Unlike most of my friends, my parents spoke exclusively in English at home, so I never picked up Taiwanese or Vietnamese. As I got older, waiters at Asian restaurants began to ask me what I’d like to order instead of my parents. But they’d always ask me in Taiwanese or Vietnamese, languages I didn’t speak. And then I would get flustered and they would get flustered and soon enough we would both start stammering and apologizing, all because I didn’t know the language I was supposed to. 

I can’t communicate with any of my relatives, but I feel obligated to at least be present when they visit. My brother and I would stand nearby as my parents spoke to them, nodding and smiling whenever they looked our way. And when they laughed, we’d laugh along too despite not having any idea what we were laughing at. Occasionally my mom would parrot sentences back and forth between us, but it always felt more of a forced, empty acknowledgment of our presence than a real conversation. When I did speak, I had to remind myself to be quiet, to wait my turn, and to keep my hands still. I was too loud, too overeager. Too American. I realized I couldn’t suddenly transform into either an Asian or American whenever it’s convenient, because my skin and my hair and my voice and my words could never reflect just one. 

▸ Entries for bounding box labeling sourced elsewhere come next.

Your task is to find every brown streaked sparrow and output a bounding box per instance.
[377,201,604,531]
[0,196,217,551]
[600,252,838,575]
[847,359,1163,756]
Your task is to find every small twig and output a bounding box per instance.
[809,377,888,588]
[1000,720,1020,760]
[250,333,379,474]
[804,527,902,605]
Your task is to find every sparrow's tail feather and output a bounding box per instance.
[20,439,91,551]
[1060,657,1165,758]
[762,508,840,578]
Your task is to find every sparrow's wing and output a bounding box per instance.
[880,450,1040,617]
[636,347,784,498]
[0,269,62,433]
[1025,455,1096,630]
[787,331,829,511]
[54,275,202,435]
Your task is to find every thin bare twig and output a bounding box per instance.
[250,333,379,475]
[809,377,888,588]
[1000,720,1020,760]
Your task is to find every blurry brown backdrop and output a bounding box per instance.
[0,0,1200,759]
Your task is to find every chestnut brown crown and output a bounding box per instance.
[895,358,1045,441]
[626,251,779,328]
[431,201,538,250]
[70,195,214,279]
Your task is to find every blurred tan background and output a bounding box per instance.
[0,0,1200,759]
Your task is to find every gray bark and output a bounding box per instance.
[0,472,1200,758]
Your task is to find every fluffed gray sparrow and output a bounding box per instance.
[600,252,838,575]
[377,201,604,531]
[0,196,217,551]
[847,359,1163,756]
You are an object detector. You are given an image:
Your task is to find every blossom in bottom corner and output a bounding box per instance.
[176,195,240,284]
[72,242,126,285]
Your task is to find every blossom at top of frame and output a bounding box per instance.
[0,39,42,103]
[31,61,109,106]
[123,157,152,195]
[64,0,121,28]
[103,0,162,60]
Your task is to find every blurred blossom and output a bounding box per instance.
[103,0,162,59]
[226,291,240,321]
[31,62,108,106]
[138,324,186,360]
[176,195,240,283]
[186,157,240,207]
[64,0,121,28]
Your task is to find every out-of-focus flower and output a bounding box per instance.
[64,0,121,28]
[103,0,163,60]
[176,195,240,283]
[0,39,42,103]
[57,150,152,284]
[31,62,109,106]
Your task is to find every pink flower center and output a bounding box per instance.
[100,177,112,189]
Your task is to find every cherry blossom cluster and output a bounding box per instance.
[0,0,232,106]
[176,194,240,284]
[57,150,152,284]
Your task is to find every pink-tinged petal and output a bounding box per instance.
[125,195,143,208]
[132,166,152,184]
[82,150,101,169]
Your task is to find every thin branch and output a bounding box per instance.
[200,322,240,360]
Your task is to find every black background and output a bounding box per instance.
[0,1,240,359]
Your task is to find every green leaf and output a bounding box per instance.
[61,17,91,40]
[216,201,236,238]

To this day, I’ve never been to Taiwan or Vietnam. My impression of Asia is abstract and intangible; I’ve never felt its suffocating humidity, never heard the rumbling of its motorbikes, never marveled at Taipei 101, never bought from the floating markets of the Mekong Delta. But perhaps it’s better it remains that way. I would never pass for Asian. I would be surrounded by people with faces like mine, but people who don’t speak like I do, don’t dress like I do, don’t live like I do. 

Instead I’ve traveled to Mount Rushmore and the Golden Gate Bridge and the Grand Canyon and the Washington Monument. I’ve lived in America all my life, but I still wonder if I am more of an Asian American or an American Asian. This country—the country that passed the Chinese Exclusion Act, committed the My Lai Massacre, and supported more than a few oppressive regimes across multiple continents—was the same country that saved my family. The same one that raised me. My cultural identity—both Asian and American—feels like a guest I once welcomed but now couldn’t be rid of. So I live with one foot on each side of a compass, unable to part with either. 

I’m Asian-American. Asian. American. Just one would have sufficed, but now I don’t feel like much of either.